As investors scour the world in search of bargains, the more intrepid are taking a closer look at deeply troubled Russia in the belief conditions can't possibly get any worse. And there is growing evidence that they may be right.
Both the latest data and anecdotal findings show the resilient Russians are coping better than many analysts expected. The economy is still headed for a deep recession this year – the Kremlin's own forecast is a decline of 3 per cent, and that's considered optimistic. But the ruble has halted its headlong slide into oblivion, the central bank is no longer bleeding reserves and corporate Russia is benefiting from reduced competition at home (because of sanctions) and stronger export demand and higher profitability, thanks to the devalued currency.

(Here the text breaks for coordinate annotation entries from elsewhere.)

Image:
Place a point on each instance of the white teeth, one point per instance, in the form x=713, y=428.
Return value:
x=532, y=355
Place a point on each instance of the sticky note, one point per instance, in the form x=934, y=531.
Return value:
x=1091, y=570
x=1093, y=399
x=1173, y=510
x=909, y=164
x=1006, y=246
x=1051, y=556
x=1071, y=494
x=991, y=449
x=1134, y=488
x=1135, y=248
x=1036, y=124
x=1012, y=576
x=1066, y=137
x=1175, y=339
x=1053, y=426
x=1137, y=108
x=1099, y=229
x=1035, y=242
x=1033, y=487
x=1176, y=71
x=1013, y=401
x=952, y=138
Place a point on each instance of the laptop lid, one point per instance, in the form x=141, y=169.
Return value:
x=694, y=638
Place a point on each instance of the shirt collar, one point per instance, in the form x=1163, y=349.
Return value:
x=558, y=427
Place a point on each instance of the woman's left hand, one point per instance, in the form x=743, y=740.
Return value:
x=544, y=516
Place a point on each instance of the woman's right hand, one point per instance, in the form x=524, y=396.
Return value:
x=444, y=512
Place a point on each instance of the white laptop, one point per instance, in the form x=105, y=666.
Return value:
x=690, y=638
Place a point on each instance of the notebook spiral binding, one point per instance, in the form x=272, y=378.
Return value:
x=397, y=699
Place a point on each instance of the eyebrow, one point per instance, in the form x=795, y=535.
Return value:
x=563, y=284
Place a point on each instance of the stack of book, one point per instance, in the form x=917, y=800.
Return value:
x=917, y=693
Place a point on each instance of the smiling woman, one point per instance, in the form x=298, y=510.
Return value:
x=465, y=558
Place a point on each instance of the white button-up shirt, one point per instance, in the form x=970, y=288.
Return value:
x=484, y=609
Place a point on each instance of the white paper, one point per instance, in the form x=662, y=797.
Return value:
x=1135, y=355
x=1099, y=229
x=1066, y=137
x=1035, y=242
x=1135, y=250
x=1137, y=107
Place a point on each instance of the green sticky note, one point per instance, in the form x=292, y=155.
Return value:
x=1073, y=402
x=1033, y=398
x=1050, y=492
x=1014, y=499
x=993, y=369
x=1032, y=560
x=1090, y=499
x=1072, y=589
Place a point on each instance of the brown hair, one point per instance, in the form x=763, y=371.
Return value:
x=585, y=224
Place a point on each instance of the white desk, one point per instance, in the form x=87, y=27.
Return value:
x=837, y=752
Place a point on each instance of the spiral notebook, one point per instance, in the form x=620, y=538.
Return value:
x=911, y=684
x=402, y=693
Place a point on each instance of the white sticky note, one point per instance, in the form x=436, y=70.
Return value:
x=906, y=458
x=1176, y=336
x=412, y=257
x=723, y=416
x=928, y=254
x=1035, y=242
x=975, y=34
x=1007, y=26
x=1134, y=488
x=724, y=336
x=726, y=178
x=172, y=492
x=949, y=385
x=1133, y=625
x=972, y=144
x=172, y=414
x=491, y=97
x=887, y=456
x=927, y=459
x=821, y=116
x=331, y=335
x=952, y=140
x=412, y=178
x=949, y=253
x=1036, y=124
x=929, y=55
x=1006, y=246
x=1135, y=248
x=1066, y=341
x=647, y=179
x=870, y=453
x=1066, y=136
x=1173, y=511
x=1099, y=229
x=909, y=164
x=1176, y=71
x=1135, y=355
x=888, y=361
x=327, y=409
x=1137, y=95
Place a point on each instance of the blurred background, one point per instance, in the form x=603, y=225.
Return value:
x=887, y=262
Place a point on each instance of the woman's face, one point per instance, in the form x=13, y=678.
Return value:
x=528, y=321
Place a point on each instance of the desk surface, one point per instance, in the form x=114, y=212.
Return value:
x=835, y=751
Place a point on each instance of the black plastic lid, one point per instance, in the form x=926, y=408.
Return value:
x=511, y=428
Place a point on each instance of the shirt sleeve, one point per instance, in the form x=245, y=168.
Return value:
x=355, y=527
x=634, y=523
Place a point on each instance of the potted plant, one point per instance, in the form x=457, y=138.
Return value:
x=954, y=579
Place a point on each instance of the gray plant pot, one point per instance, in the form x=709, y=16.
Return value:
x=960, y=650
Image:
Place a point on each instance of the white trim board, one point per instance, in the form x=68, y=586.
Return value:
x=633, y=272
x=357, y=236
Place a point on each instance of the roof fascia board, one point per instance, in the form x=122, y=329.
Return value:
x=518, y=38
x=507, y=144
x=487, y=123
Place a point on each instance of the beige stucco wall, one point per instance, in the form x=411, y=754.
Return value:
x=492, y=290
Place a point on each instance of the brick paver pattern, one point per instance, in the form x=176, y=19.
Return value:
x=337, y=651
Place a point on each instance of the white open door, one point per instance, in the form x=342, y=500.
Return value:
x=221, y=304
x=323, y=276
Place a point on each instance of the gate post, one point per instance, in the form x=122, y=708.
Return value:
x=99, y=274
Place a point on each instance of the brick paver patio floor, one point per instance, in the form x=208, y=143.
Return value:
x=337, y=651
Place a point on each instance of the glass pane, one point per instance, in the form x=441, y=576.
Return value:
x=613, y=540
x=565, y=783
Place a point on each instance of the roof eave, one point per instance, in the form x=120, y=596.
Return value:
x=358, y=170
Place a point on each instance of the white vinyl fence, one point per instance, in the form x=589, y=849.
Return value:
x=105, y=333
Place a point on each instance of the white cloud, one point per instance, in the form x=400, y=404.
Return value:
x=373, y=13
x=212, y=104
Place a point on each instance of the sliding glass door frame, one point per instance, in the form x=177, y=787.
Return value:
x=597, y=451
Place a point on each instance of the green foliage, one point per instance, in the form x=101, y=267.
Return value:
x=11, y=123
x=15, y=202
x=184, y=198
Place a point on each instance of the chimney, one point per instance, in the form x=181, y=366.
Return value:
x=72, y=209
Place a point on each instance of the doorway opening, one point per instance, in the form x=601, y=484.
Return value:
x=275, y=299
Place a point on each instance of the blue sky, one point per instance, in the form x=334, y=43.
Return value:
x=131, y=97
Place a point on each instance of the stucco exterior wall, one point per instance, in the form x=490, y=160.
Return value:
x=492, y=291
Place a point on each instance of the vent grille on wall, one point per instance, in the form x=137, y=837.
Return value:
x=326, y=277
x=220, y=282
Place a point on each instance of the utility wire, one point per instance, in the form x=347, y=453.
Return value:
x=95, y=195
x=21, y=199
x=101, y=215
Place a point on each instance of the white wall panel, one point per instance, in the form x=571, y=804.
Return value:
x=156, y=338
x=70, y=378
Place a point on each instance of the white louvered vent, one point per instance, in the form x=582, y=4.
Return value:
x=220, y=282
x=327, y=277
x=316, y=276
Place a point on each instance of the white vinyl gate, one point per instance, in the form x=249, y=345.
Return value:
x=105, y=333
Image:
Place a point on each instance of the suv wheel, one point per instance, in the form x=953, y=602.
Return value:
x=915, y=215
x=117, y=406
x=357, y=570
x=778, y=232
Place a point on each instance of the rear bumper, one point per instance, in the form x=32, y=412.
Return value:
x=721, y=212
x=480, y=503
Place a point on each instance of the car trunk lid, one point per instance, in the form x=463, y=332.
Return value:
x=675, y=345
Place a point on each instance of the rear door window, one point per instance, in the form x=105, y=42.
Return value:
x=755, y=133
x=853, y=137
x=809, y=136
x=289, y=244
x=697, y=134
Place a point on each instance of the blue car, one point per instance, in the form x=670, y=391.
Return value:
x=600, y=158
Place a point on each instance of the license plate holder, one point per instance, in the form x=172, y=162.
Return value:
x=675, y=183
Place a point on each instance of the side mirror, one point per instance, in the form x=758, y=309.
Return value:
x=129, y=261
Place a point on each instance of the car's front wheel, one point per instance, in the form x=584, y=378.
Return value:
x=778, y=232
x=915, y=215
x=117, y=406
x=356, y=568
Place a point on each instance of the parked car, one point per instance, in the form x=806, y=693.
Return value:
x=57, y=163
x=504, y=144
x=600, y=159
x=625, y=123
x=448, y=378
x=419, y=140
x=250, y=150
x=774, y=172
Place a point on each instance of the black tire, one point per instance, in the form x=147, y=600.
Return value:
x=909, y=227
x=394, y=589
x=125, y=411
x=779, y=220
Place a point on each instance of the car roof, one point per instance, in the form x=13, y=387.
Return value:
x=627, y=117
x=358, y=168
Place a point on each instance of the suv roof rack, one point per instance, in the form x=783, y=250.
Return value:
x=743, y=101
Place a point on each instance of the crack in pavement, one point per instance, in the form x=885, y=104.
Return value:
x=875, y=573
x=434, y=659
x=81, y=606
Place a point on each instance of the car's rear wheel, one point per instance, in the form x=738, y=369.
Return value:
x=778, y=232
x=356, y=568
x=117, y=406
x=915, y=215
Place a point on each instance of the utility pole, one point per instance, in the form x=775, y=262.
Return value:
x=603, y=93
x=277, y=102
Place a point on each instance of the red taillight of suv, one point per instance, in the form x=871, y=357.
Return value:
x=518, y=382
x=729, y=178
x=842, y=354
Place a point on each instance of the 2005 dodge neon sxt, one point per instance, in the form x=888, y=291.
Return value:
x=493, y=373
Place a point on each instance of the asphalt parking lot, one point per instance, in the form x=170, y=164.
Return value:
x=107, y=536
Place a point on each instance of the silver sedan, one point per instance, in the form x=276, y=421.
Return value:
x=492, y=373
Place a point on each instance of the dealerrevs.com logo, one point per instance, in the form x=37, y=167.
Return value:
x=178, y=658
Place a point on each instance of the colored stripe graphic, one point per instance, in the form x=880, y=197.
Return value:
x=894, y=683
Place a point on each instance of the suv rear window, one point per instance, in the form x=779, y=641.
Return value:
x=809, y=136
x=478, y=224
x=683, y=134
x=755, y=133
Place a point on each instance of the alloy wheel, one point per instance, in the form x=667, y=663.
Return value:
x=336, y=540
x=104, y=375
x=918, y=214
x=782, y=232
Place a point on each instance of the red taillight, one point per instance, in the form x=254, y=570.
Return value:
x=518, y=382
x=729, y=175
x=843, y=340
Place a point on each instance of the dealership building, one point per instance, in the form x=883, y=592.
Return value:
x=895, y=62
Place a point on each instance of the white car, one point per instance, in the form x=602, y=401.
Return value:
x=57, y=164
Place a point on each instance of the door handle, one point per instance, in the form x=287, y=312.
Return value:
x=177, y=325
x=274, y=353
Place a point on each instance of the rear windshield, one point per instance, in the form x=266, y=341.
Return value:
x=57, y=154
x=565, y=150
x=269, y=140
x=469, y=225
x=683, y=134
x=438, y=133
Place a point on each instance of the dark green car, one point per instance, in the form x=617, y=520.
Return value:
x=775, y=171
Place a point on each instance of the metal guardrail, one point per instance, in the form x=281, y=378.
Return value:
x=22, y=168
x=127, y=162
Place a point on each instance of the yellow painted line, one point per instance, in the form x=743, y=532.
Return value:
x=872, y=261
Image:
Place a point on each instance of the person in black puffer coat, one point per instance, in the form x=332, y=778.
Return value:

For all its well-documented economic woes, "Russia is managing to avoid a precipitous collapse in GDP growth" and is likely to be on the way to a recovery by 2017, Phoenix Kalen, an emerging-market strategist with Société Générale, says in a report titled The Empire Strikes Back.
Capital is still fleeing the country, but Russia is doing a better job of repatriating assets held outside the country.
As for the ragged ruble, "resilience since the start of the year and the [central bank's] ongoing efforts to stabilize financial markets have noticeably strengthened public confidence in the local currency," Ms. Kalen said after two days of meetings in Moscow with officials, bankers, executives, fund managers and local economists.
In their own detailed assessment, BCA Research's geopolitical strategists argue that "Russia may be the most attractive major equity market in the world, on valuation alone." One plus is that tensions with Ukraine and by extension, the West, "are clearly de-escalating."
But they caution that after a 15-per-cent runup in stocks this year, "investors should buy Russian equities from this point onwards only if they think oil prices are about to take off." Otherwise, the best way to play the Russian revival and the lowering of the political risk premium is through the currency markets, the analysts suggest.
"Further sanctions against Russia remain a potential risk to our positive view on the currency," the BCA report says. "However, it is highly unlikely that Europe will impose new economically significant sanctions, provided that our de-escalation thesis is indeed correct."
Before the rest of us start toasting the revival of another BRIC member (India has been hogging all the favourable ink lately) it's important to underline that the Russian story wasn't compelling even before oil prices nosedived and President Vladimir Putin's bellicose actions in Ukraine provoked Western sanctions that have hamstrung Russian financial institutions and other major corporate borrowers in international capital markets.
The country's largest bank, state-controlled Sberbank, reported last week that profit plunged 24 per cent in its third quarter and it's boosting provisions for loan losses in what it expects will be a difficult 2015.
And the long-term outlook for Russian investment remains clouded, regardless of whether sanctions are lifted and oil prices recover.
"Thus far, there is no evidence that President Putin is preparing a set of pro-market, investor-friendly reforms as a response to the collapse in oil prices and economic sanctions," BCA says.
Market reforms or even a Chinese-style assault on corruption have never been high on Mr. Putin's to-do list, and that's not about to change any time soon.